Here’s a recent video that I created for Grey People, for a track called ‘Too Much Relevance.’ It’s from a split 12″ with DJ Spider called ‘Service Elevator,’ which will be out soon on Public System Recordings. It will be the first release from the new label but it follows Grey People’s releases with Proper Trax and Cult Trip, as well as DJ Spider’s prolific body of work. Public System will have an interesting setup as its operators are each based in Paris and Melbourne.

 

For me this video saw continued experimentation with digital artifacting while negotiating the compression and video quality available on YouTube. Increasingly I find myself relying on processes that make elements ‘vector-esque’ (i.e. resembling solid, single color shapes), as clips treated like this tend to hold up well at 480, a resolution that many connections routinely default to on YouTube. That said, this video still contains some very intense images, resulting from Hard Mix blend effects – as in the embed still above – however, the core visual motif, the rectangle isolated and cropped from one of these Hard Mix sequences, holds up quite well because of its use of solid squares.

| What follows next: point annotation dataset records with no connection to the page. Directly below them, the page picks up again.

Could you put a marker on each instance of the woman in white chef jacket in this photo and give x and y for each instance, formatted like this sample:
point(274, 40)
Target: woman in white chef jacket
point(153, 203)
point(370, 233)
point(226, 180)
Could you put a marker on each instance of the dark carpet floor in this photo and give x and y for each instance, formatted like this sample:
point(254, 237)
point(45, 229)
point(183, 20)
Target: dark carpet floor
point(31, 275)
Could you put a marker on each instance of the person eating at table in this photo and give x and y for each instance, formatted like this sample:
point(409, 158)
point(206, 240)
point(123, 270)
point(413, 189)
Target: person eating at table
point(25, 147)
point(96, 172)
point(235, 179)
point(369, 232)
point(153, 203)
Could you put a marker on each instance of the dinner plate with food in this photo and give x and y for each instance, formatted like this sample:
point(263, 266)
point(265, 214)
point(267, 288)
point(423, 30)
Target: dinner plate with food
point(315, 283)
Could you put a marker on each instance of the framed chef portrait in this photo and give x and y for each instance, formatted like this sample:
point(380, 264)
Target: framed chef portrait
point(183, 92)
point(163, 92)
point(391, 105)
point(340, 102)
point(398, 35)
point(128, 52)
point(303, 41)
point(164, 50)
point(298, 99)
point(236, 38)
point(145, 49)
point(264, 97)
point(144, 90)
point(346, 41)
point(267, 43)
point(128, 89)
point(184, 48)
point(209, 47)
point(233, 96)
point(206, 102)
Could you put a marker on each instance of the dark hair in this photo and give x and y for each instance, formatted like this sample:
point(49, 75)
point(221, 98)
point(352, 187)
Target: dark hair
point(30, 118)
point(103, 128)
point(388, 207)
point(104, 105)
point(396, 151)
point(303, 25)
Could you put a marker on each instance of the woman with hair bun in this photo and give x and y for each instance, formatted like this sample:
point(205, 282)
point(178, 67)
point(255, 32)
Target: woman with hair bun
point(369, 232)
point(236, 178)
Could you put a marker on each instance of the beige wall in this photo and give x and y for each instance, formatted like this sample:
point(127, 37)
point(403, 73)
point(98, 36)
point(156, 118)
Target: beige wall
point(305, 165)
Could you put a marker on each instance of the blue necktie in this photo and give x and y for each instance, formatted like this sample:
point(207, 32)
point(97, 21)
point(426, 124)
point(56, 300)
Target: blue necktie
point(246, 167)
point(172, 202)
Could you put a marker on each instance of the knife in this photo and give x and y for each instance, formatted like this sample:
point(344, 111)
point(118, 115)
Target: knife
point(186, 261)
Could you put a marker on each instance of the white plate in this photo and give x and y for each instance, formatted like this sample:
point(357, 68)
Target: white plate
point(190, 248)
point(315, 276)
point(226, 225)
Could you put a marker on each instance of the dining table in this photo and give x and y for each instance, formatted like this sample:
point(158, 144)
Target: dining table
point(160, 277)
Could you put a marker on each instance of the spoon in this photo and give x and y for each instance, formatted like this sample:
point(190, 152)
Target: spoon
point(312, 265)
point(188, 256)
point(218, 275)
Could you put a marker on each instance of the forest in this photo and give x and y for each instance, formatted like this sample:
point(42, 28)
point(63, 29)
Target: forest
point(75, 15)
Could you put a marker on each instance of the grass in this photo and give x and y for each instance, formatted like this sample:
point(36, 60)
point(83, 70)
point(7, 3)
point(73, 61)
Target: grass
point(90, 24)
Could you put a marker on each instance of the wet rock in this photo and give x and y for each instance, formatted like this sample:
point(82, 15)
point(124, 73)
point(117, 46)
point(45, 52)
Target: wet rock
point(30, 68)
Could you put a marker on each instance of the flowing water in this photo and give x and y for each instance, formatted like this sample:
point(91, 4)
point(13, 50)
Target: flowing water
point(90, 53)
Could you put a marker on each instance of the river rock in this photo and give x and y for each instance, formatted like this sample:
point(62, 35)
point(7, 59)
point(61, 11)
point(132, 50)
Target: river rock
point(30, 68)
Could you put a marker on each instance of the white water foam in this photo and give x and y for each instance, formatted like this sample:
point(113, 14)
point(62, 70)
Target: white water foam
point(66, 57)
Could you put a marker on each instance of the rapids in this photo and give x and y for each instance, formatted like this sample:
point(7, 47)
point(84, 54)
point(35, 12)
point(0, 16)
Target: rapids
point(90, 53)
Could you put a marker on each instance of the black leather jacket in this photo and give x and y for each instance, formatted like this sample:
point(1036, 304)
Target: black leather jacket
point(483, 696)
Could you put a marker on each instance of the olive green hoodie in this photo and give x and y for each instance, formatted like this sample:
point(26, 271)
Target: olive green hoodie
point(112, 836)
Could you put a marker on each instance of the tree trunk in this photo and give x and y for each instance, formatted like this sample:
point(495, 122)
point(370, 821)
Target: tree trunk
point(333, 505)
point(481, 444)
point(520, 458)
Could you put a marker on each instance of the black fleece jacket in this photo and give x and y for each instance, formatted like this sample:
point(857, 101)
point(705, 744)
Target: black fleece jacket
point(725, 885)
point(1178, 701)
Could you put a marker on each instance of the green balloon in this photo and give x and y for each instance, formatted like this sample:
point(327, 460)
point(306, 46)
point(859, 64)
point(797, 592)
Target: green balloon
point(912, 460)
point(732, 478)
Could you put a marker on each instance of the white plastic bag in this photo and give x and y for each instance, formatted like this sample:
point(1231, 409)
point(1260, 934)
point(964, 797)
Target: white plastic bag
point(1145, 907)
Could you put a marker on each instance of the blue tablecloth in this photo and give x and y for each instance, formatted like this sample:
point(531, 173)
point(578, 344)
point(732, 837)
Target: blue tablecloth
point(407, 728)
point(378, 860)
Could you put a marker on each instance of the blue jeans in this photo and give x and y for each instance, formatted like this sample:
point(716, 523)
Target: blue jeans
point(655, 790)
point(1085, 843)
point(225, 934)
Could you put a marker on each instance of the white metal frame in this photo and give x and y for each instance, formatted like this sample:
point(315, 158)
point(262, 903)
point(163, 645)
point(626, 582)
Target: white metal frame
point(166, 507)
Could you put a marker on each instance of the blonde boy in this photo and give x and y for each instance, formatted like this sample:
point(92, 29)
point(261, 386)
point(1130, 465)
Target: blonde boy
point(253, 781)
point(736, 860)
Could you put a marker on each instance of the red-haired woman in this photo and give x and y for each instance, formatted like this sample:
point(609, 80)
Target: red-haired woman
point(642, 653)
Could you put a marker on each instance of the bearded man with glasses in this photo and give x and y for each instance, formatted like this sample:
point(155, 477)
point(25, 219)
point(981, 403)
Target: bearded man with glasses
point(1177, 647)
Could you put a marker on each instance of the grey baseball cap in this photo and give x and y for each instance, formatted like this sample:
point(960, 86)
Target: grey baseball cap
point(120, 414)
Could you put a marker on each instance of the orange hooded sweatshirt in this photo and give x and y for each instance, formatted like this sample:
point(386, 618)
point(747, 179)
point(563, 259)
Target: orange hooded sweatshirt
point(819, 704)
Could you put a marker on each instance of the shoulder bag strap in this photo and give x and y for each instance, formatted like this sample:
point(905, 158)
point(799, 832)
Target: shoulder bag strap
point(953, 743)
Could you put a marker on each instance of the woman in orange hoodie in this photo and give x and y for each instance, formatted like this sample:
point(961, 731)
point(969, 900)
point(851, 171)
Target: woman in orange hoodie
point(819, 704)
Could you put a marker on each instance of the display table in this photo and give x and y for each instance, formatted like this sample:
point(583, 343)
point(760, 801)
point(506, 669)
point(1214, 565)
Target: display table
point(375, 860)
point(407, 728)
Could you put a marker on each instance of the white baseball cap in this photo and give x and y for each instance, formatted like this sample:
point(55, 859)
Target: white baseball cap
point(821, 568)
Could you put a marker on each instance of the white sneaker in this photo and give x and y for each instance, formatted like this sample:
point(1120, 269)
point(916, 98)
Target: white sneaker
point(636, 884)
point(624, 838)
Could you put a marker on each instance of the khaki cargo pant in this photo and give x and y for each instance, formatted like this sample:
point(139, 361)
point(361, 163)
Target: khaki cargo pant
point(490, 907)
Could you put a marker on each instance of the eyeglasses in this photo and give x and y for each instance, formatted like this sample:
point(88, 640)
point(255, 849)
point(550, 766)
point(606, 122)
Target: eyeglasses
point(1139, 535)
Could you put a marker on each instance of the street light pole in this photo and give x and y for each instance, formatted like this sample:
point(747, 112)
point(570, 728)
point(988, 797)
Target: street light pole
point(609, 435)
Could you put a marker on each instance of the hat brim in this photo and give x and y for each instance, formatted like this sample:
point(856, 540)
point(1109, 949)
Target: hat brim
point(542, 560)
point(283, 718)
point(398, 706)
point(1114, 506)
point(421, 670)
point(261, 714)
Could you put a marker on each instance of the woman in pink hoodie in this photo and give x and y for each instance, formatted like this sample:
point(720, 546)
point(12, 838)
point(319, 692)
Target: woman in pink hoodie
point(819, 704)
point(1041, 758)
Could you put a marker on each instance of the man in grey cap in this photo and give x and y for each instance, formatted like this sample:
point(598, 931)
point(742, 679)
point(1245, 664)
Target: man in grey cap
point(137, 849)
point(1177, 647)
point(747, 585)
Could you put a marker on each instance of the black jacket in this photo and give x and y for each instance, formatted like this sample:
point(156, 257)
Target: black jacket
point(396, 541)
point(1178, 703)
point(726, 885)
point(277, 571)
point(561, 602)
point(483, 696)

In particular, when the rectangle’s morphing ‘pixels’ and lines are white, I can perceive no detail loss between the Final Cut source file and the YouTube H264 played at 480.

 

Extreme use of the Final Cut ‘Prism’ effect – the fairly maligned tool that, in its default parameters, resembles the old “3D glasses” lines, which many directors take to resemble the colour bleeding of VHS (it doesn’t) – resulted in some very satisfying aliasing reduction while retaining the colour and movement of the sequence it was blended with (see below still). By smearing blend layers into giant, smooth RGB light sources with Prism, the basic contours and movements of the primary/original layer were retained while removing the information that caused serious quality loss on the first couple of YouTube passes for this sequence.

 

In the end there is no real solution, however, as far as web-proofing digital video that has been achieved through repeat blend and effects plugin manipulation (as opposed to offline rendering or shooting), apart from actually uploading it, because the use of those tools was never designed to be so generative. And while you may retain a “WYSIWYG” output from suite to Master export, the project processes do not have standards in the way that a camera or modelling software would, and indeed they are essentially defined by the loss and incorrect reading of detail in their first instance.